Spotkanie poprzedził briefing prasowy, podczas którego wiceminister omówiła kierunki planowanych zmian w systemie edukacji w ramach nowej reformy "Reforma26. Kompas Jutra".
Katarzyna Lubnauer podkreśliła, że wizyty w regionach mają na celu bezpośredni kontakt z nauczycielami i dyrektorami, którzy będą współtworzyć planowaną reformę oświaty. - To nie tylko są dyrektorzy, są to w ogóle nauczyciele. Spotykamy się tak regularnie w całej Polsce.
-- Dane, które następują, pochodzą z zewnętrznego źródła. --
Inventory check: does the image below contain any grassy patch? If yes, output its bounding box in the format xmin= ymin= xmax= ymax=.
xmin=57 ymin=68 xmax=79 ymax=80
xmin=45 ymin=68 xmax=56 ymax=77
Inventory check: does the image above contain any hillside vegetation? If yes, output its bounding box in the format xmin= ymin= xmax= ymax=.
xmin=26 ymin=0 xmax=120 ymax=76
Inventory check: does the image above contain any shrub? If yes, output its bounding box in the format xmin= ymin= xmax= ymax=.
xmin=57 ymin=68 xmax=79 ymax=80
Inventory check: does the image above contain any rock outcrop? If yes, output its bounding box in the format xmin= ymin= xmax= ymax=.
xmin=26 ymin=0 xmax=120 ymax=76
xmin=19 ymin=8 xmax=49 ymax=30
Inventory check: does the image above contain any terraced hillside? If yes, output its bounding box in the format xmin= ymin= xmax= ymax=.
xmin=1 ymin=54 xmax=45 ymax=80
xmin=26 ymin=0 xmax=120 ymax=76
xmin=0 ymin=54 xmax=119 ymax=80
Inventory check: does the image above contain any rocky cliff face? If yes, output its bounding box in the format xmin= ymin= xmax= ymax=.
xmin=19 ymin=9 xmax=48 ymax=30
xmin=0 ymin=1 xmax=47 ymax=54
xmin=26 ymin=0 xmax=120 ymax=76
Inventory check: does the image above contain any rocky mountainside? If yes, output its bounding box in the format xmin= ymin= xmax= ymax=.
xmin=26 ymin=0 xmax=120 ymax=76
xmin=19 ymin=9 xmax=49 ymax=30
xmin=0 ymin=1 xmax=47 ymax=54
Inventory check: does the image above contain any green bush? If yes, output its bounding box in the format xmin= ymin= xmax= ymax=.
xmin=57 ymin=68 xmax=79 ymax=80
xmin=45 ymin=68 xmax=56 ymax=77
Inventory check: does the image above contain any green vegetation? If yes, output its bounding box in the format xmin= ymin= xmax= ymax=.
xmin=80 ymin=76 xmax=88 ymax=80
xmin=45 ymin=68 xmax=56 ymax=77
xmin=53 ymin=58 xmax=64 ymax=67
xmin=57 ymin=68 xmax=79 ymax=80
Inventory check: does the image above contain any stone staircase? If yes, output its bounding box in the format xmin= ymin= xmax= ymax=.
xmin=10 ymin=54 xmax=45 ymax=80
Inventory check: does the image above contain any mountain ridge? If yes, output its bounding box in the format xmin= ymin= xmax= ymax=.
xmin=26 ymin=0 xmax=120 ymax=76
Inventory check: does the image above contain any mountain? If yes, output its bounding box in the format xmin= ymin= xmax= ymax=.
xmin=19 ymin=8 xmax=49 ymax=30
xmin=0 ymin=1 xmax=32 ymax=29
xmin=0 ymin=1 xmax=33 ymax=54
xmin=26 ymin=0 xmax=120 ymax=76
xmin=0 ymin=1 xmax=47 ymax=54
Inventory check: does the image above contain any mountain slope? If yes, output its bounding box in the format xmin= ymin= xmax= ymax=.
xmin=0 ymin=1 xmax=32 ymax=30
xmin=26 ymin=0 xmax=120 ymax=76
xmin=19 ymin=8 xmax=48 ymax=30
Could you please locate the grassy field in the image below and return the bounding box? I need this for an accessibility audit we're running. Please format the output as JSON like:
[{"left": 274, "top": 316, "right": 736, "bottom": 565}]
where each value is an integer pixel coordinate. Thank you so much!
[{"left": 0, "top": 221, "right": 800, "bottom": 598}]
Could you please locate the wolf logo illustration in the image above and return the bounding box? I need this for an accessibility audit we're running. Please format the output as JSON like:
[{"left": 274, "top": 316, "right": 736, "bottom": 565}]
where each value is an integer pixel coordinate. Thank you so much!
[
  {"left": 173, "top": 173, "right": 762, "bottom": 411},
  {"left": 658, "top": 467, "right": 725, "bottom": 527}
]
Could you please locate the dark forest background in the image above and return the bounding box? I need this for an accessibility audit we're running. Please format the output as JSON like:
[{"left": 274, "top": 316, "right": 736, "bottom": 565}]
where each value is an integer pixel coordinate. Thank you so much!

Po pierwsze ze względu na to, że zmieniamy polską edukację, mamy przed sobą reformę, reformę "Reforma26. Kompas Jutra - mówiła.
Wiceminister wyjaśniła, że nowe rozwiązania wejdą w życie od września przyszłego roku w klasach pierwszych i czwartych szkół podstawowych, a w kolejnych latach obejmą przedszkola i szkoły ponadpodstawowe. - Nie będzie zmiany w polskiej szkole bez współpracy z nauczycielami. To nauczyciel decyduje o tym, jaka jest szkoła i jego zadowolenie z pracy. Jego prestiż jest bardzo ważnym elementem tej zmiany - zaznaczyła.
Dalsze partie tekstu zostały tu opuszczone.